If you look at a map of the Democratic voter registration surge (by zip code) in the five county Philadelphia region, an important pattern emerges. It will help if you know the region and the city. In Philly, registration is through the roof in University City and the rest of West Philly. This is Obama’s strongest area (District 2, Chaka Fattah) in the state. Registration is also extremely high in the North (the blackest area of Philly) and in the Center City, Society Hill, Queens Village area (District 2, Bob Brady) that is socially liberal and filled with urban professionals and artists (the Creative Class). By contrast, registration is low in the Northeast, Fishtown, and deep South Philly (white ethnics, most opposed to Obama).

The same pattern holds in Bucks County, where heavily black Morrisville saw a huge spike, in Montgomery County, where heavily black Norristown and Conshohocken saw a huge spike, in Delaware County, where heavily black Chester and Darby saw a huge spike, and Chester Country, where heavily black Coatsville and West Chester saw a huge spike.
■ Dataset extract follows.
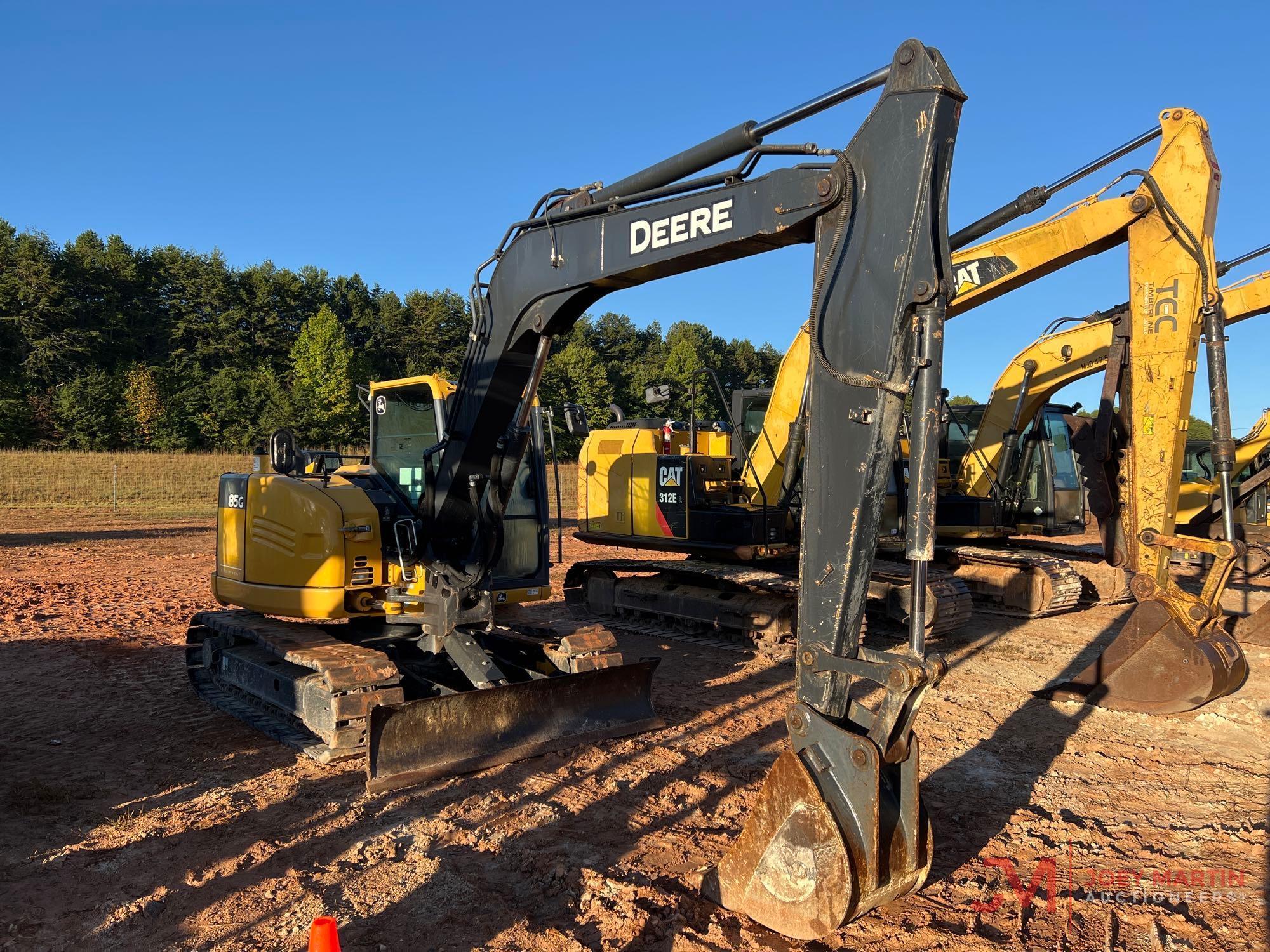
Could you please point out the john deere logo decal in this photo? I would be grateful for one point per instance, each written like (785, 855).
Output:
(982, 271)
Overall, the heaviest registration has come from college towns/areas, black neighborhoods, and the Creative Class neighborhoods of Philadelphia.

This portends a very high differential turnout of Obama voters to Clinton voters in the five county area. It also portends an historically unprecedented differential turnout of the black/creative class vote over the white ethnic vote.

I’m not a polling expert, but I do know that pollsters are not free just to pull turnout models out of thin air. If the percentage of the Democratic vote that was black in 2004-2006 was say 17%, the pollsters are not going to postulate that it will be 25% this year. Likewise, if the Philly region represented say 33% of the statewide vote in recent election, then the pollsters will not stray too far from that precedent.

If you are polling the whole state using just 700-1000 voters, you have to get the regional turnout numbers right, you have to get the differential race, age, and gender numbers right. If you don’t, your poll is going to be off.

On the eve of the South Carolina primary the polls predicted the following result:

Obama: 43.1%
Clinton: 28.5%
Edwards: 17.0%

The actual result?

Obama: 55%
Clinton: 27%
Edwards: 18.0%

Two out of three ain’t bad. They nailed the vote for Clinton and Edwards, but they dramatically underestimated Obama’s vote. Looking at the voter registration numbers in the Philly area, I think there is a real chance that the pollsters are about to be proven wrong about this race.

Here is one sign that backs up my suspicions.

A recent Keystone Poll of Pennsylvania voters, conducted by Franklin and Marshall College, found that 62 percent of Democrats who registered statewide within the last three months planned to vote for Obama.

They might be weighting their polls using anachronistic turnout models. If so, look for Obama to dramatically outperform the polls, just as he did in South Carolina.